As for the country boy, treat him like a foreign national who can't speak English. The unfortunate truth is that there are lots of people in the world who are actually physically incapable of producing the sounds the make up your name with their mouth. The country boy might actually be one of them, or he might just have extreme difficulty pronouncing the e in Vel in a way that doesn't sound like Val. If you think I'm kidding, try learning some Chinese or Estonian. Those languages have sounds that English just doesn't. Vel is an extremely uncommon name in the USA. To be honest I don't think it's English. It's going to take someone who isn't used to pairing those sounds together an absolute ton of effort to figure out how to do that. For some people, pronouncing Vel correctly is going to be extremely difficult. Others just won't be able to do it.

You're going to have to teach people how to pronounce your name. You'd have to teach me how to say it, and I'm fairly confident that I understand how it's pronounced at a conceptual level.

  • 2
    So telling someone "that is not my name" and correcting them is not enough in your opinion?
    – Stun Brick
    Apr 23, 2019 at 14:06
  • @StunBrick If they don't understand they're saying it wrong then it won't work. If you think you're saying "Vel" when you say "Val" then you're going to keep saying "Val". If others hear you saying that, they'll probably think it's short for Valery or something.
    – user53651
    Apr 24, 2019 at 13:59
  • 1
    I guess ultimately it depends on how the OP has gone about "correcting" the behaviour.
    – Stun Brick
    Apr 25, 2019 at 13:18


I do not know you, but as previously said, there are some serious patterns of abuse. they don't use your correct name, even after correcting them nicely. They asked for sexual favors. They insulted you.

They will not stop.

Or you take a risk and talk to HR which might do something, or you leave.
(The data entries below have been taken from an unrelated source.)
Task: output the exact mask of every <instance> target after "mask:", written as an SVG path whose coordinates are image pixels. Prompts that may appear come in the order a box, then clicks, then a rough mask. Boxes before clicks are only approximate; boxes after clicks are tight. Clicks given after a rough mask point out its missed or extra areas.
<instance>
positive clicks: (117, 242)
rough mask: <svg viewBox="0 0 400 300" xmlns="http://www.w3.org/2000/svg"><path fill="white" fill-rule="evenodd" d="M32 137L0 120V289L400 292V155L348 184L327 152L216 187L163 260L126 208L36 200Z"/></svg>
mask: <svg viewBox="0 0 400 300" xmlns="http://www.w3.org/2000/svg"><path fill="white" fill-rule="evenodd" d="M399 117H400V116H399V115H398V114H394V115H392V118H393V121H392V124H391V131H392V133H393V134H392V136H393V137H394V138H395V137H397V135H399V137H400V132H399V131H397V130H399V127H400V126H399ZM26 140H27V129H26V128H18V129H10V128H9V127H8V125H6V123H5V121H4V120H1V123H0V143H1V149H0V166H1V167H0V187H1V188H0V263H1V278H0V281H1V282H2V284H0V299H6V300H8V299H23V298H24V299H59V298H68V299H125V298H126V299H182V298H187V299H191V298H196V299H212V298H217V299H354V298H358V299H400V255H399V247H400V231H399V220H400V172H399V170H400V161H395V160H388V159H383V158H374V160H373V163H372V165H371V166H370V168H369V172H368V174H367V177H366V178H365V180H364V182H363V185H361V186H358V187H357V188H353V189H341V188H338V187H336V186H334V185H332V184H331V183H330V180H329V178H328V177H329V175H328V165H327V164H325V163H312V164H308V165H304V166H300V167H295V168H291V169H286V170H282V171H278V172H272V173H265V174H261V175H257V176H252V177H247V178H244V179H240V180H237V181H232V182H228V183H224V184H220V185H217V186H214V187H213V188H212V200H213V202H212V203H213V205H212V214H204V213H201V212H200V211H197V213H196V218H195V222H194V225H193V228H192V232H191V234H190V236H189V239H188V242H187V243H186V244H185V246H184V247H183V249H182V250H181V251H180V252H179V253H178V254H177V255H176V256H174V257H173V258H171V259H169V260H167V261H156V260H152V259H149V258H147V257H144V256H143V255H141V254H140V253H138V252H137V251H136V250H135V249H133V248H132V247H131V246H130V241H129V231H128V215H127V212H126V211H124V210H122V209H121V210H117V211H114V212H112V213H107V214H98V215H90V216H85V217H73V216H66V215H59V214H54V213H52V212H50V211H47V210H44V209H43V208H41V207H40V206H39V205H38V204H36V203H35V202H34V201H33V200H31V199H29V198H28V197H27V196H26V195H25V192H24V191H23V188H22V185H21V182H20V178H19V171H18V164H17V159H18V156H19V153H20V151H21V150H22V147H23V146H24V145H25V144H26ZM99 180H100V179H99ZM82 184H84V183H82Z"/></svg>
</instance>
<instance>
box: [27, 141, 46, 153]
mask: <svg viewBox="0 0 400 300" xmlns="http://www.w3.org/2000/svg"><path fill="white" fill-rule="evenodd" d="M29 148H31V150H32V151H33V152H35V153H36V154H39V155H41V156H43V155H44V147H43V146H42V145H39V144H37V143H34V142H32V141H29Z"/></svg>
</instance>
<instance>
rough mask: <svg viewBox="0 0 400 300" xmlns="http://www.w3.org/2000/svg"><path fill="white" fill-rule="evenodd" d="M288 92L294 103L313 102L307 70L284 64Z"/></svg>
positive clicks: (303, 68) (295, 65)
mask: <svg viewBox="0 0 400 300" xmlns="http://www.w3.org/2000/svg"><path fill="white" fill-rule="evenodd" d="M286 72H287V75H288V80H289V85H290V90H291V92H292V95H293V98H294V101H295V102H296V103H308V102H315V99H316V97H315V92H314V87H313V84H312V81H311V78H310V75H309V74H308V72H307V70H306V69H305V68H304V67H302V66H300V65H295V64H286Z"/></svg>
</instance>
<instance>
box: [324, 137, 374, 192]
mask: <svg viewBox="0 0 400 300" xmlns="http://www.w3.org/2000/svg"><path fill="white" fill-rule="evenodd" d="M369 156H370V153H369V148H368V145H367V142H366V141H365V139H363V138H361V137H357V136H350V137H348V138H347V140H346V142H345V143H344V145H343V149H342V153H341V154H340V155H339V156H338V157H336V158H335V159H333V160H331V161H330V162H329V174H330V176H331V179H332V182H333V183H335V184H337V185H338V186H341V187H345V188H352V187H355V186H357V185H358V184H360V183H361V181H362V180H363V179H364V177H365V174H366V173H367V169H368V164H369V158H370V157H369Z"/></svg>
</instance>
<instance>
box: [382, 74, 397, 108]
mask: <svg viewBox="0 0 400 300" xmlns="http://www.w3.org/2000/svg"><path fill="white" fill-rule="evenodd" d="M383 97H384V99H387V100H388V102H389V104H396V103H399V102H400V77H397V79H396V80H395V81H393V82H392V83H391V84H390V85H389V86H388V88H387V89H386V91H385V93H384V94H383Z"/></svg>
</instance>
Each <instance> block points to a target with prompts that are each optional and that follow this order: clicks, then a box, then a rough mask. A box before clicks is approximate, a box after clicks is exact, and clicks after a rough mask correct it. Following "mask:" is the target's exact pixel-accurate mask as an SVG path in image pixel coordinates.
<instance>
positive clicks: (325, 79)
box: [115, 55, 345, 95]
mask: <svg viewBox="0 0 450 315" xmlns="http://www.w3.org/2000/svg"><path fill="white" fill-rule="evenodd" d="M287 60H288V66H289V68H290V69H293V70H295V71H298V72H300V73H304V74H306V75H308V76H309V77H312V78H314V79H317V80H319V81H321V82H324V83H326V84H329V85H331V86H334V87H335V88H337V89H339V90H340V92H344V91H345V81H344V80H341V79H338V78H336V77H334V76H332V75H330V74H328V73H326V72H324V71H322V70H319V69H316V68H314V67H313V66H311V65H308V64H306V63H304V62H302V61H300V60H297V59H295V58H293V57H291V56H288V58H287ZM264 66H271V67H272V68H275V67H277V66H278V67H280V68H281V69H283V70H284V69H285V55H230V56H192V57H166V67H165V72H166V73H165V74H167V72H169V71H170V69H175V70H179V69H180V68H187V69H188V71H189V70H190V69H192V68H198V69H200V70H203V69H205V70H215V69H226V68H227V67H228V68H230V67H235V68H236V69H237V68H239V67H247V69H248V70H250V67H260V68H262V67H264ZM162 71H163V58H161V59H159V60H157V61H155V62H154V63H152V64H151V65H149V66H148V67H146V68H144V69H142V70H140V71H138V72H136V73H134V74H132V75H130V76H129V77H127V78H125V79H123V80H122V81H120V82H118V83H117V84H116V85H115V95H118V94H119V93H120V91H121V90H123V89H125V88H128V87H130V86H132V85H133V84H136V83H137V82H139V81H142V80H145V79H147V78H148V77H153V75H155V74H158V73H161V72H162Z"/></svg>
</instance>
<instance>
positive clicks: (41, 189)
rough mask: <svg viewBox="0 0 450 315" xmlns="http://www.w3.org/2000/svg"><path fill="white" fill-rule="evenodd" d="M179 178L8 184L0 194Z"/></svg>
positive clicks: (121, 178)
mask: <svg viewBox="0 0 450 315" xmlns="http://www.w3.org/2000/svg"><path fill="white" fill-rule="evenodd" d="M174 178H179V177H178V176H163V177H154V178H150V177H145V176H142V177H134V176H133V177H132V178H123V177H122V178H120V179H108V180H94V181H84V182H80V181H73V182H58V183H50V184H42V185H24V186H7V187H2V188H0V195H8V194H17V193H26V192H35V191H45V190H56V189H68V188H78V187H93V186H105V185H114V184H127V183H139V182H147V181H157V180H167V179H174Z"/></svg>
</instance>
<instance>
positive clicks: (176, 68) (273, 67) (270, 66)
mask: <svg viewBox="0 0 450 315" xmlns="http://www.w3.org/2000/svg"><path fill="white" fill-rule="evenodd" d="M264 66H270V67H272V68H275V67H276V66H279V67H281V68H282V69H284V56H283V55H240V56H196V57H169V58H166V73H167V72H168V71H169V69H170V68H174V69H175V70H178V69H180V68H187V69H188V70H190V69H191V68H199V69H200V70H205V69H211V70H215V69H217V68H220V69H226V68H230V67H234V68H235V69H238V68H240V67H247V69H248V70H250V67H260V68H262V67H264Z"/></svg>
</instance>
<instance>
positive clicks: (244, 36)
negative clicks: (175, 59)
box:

If those behaviors happen in front of other people, and still nothing happen, it is a danger because people might think it is a "okay" behaviour.

Seriously, for your safety, I would be careful. You shouldn't accept to be treated like that. No one should.


You could try wearing a name tag with "VEL" written clearly on it to wear at the office.

As gnasher729 has said, it's okay to correct someone if they mispronounce your name. It's not okay if they do it constantly.

  • To clarify, we all wear badges with our names on them. We all sign our names on 4-8 pieces of paper daily. I have explained my name, how it's pronounced and my preferences multiple times. I have stated I will not answer to Val. I spent 20 years in Florida. I happen to know what people hear when I say my name. The guy I work with is not stupid, and he can say his name, Lee, just fine. No. I'm pretty sure he's found an 8 year old way to be abusive and get away with it. I am so tired of leaving jobs because some fool wants to be an a$$.
    – Vel Boyd
    Apr 23, 2019 at 23:34
  • I answered like this because we had a similar problem at our office so management went out and ordered name badges for everyone and instituted a policy that people must wear them. The badges have either first name, or first and last name. What you are describing sounds like bullying.